Blood must be collected in a 2 mL Greiner Bio-One light blue capped vacuette tube containing 3.2% sodium citrate using a 21 gauge or larger needle. Two tubes must be collected. The first tube should be discarded and the second tube sent to the laboratory for testing. The tube should be gently inverted 5 times to avoid clotting. If a CBC is ordered at the same time, it should be collected last to avoid contamination with EDTA. Specimens that are clotted, hemolyzed, collected in the wrong tube, incompletely filled or centrifuged are unacceptable for testing.

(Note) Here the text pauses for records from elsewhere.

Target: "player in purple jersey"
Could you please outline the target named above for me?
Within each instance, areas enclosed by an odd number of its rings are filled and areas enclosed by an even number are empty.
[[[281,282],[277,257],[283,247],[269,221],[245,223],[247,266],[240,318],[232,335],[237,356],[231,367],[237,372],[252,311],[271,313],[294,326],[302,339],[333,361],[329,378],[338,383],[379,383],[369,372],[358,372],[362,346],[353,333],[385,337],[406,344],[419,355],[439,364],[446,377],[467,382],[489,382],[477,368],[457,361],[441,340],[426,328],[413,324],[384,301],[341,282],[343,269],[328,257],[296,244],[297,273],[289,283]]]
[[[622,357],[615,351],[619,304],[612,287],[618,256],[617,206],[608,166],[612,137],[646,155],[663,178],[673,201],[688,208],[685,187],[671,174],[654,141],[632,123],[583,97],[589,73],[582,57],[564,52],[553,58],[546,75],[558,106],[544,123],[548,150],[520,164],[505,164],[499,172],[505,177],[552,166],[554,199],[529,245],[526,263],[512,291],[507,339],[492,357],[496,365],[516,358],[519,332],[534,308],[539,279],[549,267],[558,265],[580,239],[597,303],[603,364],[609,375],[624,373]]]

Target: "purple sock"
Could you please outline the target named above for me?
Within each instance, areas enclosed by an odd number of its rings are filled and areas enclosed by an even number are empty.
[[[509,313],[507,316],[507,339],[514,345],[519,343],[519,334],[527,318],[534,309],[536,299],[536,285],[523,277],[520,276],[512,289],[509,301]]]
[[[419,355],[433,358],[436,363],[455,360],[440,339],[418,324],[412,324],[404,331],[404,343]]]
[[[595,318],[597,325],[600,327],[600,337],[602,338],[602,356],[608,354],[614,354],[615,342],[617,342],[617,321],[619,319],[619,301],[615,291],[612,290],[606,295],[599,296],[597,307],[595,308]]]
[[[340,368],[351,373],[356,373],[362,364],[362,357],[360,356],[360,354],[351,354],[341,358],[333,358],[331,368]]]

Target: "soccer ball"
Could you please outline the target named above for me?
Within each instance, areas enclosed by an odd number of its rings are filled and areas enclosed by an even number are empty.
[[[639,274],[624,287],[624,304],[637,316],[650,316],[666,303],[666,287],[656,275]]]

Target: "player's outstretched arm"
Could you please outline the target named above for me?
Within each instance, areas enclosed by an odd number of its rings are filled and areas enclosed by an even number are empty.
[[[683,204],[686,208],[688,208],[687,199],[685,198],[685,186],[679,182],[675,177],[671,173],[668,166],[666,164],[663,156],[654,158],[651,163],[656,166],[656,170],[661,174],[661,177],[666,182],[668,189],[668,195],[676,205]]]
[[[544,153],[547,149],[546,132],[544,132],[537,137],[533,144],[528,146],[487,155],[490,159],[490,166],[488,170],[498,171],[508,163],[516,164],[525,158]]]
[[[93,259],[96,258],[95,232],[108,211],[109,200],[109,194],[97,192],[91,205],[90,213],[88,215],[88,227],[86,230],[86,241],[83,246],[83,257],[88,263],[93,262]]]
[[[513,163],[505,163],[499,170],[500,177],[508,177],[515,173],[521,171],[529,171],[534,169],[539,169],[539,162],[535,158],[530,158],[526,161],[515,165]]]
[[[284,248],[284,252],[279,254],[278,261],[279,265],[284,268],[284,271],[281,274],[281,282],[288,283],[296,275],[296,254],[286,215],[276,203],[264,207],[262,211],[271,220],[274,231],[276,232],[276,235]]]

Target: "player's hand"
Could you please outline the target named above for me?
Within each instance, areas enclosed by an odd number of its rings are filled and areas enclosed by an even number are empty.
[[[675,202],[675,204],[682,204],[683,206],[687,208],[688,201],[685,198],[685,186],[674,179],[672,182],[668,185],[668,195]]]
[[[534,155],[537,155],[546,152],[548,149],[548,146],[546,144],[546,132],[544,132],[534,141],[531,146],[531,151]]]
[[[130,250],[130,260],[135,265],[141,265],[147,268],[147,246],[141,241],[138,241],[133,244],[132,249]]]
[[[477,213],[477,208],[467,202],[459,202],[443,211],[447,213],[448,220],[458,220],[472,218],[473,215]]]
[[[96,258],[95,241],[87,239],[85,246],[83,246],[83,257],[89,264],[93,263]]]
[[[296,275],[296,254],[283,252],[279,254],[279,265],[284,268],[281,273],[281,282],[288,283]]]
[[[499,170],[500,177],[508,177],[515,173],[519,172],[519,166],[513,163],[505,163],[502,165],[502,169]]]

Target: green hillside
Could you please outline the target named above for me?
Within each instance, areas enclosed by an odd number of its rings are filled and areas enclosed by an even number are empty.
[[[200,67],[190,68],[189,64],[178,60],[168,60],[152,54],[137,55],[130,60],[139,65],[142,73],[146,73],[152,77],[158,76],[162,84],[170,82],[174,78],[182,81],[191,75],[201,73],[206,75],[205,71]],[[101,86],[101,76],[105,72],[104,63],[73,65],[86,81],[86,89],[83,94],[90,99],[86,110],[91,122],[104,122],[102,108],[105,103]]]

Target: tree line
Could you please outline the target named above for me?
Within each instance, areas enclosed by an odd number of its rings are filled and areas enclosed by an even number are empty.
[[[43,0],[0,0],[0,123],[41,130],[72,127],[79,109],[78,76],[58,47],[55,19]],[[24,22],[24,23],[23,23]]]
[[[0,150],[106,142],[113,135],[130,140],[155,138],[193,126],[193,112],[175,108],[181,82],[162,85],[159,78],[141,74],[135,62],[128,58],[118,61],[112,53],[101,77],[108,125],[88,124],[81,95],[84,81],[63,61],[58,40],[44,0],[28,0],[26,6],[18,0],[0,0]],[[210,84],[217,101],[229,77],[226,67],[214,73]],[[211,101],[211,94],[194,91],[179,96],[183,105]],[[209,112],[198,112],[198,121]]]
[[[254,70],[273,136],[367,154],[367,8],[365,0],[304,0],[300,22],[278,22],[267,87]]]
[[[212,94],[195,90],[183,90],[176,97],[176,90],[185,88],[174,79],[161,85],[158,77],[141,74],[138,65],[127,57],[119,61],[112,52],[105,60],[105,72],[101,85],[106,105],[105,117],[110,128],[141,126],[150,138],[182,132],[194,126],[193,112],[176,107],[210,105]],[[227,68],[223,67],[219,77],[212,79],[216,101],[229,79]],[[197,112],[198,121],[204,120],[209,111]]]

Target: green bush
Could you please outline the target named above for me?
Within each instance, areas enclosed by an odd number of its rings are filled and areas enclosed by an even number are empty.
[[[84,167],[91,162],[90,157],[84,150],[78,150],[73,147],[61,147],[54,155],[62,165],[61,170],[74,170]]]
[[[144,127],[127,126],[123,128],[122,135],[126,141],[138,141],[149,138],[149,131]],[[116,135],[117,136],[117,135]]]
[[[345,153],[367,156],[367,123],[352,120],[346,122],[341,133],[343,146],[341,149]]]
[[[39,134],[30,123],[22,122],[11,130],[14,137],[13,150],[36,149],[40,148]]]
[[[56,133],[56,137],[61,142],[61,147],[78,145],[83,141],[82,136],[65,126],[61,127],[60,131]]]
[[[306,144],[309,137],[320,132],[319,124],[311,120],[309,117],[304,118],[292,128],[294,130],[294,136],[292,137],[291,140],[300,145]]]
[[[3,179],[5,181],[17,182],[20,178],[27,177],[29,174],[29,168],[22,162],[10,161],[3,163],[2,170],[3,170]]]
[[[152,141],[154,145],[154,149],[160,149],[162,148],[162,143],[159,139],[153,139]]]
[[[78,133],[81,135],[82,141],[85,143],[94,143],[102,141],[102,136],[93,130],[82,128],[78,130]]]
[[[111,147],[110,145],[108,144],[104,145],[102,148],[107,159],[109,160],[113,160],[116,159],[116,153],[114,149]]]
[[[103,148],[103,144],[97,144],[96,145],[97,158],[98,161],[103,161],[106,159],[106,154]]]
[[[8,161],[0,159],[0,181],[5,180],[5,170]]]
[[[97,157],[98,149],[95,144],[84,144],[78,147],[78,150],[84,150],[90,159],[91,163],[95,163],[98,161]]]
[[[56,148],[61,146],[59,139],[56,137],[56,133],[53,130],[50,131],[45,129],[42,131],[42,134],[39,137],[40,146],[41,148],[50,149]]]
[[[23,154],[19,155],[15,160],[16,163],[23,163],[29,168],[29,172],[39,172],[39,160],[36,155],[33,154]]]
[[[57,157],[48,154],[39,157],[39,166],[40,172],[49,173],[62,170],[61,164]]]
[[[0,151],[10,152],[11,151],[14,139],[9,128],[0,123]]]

Specimens must be transported at ambient temperature and tested within 4 hours after collection.

This test should not be ordered on patients with platelet counts below 100,000/uL or treated with glycoprotein IIb/IIIa inhibitors until platelet glycoprotein IIb/IIIa function has recovered. The recovery period after the drug is discontinued is 14 days for abciximab (ReoPro), and 48 hours for eptifibatide (Integrillin) and tirofiban (Aggrastat).


Orme R. et al. Monitoring antiplatelet therapy. Semin Thromb Hemost 2017;43:311-9.

Michelson AD, Bhatt DL.  How I use laboratory monitoring of antiplatelet therapy.  Blood. 2017; 130(6): 713-721.